Auditing results indicated that risks from government debts are generally controllable, according to a brief statement posted on the official website of the Chinese central government.
But there are some risks and problems related to borrowing, management and fund use that need to be addressed, the statement said.
The State Council required the establishment of an integrated management mechanism for local governments' debts, which will cover borrowing, use of funds, and repayment.
Late last year, China disclosed its total government debts. Auditing results showed that debt directly incurred by China's local governments totaled 10.88 trillion yuan (1.77 trillion U.S. dollars) at the end of June 2013.
The debt guaranteed by local governments at various levels amounted to 2.66 trillion yuan, and debt governments might have some liability for stood at 4.34 trillion yuan.
The State Council's statement came one month after the National People's Congress (NPC), the Chinese parliament, passed a long-awaited set of amendments to the country's Budget Law on Aug. 31. The revision marked an important milestone in fiscal reforms and paved the way for local governments to formally issue bonds on China's bond market.
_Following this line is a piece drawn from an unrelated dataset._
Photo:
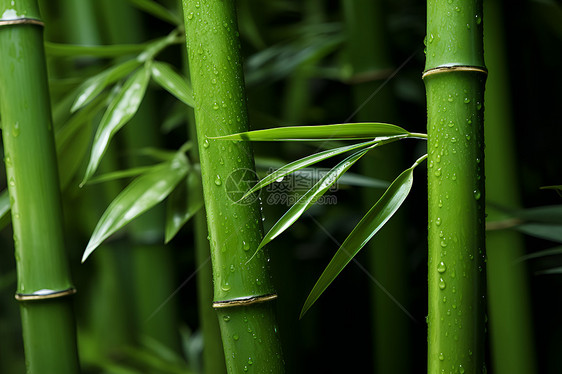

The old version of the budget law banned local governments from issuing bonds. But in practice they sought back doors to raise funds by taking loans from banks and issuing bonds via their local government funding vehicles (LGFVs). The money has been unsupervised.
According to the document, governments of the 32 provincial-level regions on the Chinese mainland will be allowed to borrow within a quota set by the State Council. The quota needs to be approved by the NPC or its standing committee.
Prefecture-level and county-level governments can commission the provincial governments to borrow, if necessary.
The document requires that local governments no longer borrow money through LGFVs or corporate channels.
Money raised through municipal bonds may only be used to fund public services and pay existing debt, but not government operations. Debts arising from bond issuance must be included in the local government budget.
The State Council will set up a system for assessing local government debt risks and establish mechanisms for early warning, emergency response and accountability, it said.